I need a little advice, although I'm resigned to the idea that I will have to return to the UK by the end of the month.

I've been in Calgary for coming up to 5 months now. It was initially as a visitor to spend some time with family as I hadn't seen them in a while and had the money to do so. While here a family member got me and interview at her company as it's a job that they had been trying to fill for 4 months through advertising and internal promotion but with no joy. I had the skills and experience to do the job and after a 2 hour chat they were eager to give me the position. Unfortunately with 3 weeks left on my visitors visa they had a rejection letter for the LMO based on not meeting the advertising requirements. As they hadn't really been looking for a foreigner to do the role and not being a company who employs foreign workers even though they felt they had made every effort to employ a Canadian for the role, I believe they didn't meet the requirements of having the job posted within 3 months of the LMO application, and also not keeping the job posted after conditionally offering me the position.

My concern is that although I would be happy to return to the UK and wait for the 4 weeks they have to re-advertise, and then 4 or 5 weeks it would take to re-apply for the LMO, they have been told that they have to advertise for 3 consecutive months.

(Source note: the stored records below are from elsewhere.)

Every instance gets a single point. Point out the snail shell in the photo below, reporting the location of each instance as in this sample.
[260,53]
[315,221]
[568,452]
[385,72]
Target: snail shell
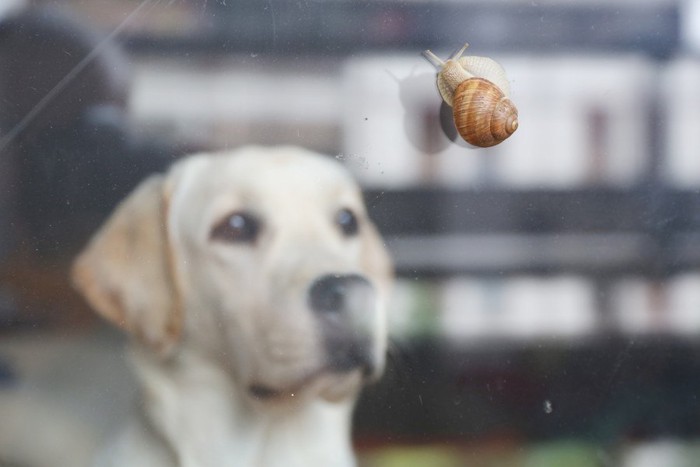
[483,115]
[478,91]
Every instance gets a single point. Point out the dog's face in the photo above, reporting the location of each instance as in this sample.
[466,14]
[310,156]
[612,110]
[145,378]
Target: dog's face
[263,261]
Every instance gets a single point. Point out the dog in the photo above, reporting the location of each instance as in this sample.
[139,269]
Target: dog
[253,286]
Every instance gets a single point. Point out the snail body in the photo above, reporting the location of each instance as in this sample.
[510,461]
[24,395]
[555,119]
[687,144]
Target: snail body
[478,91]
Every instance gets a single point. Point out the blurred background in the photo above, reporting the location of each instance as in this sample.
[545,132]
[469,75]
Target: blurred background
[548,305]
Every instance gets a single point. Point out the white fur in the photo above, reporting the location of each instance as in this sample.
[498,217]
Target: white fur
[212,319]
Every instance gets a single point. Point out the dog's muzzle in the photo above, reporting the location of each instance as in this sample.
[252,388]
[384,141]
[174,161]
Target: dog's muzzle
[346,307]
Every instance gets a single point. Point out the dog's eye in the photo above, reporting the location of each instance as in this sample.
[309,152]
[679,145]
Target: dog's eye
[237,227]
[347,221]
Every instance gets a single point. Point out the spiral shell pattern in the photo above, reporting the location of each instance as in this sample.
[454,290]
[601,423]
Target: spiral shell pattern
[483,115]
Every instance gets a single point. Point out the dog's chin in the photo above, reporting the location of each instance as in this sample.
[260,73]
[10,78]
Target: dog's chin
[327,385]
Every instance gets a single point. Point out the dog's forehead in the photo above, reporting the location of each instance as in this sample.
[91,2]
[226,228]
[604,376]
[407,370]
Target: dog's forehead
[266,175]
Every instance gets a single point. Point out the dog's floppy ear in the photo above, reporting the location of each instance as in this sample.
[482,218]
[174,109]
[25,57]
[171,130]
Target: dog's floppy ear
[125,272]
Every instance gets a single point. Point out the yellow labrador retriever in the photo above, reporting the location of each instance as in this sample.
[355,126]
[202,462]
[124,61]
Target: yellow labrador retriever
[254,286]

I've seen this a lot on other forums and the questions from most people is where has this 3 months come from? 

I guess I'm asking is there anything that can be done about this? Is it worth appealing or would the response remain the same, There's a massive difference between waiting for 2 months to waiting between 4 - 6 months.

Does it make sense to penalise a business that has been trying to fill a critical position for 6 months, that has made a concerted effort to employ a Canadian, to have to wait another 4 - 6 months on the off chance that they might actually find a suitable / willing Canadian to do the job.


----------



## Auld Yin (Mar 10, 2009)

Suck it up. Rules are rules and in place for reasons. The fact is the company didn't know or learn about them. Ignorance of the "law" is never an excuse. The rules about obtaining LMOs are to ensure that qualified Permanent Residents or Citizens are afforded the first opportunities for job openings. Immigration rules have been much tightened in past few months. Too many immigrants/companies were bending the rules to let in the people at the expense of Canadians. 
If the company considers you a suitable candidate it will do the necessary to obtain the LMO. When received you can take it and the job offer and flagpole using a US border point.


----------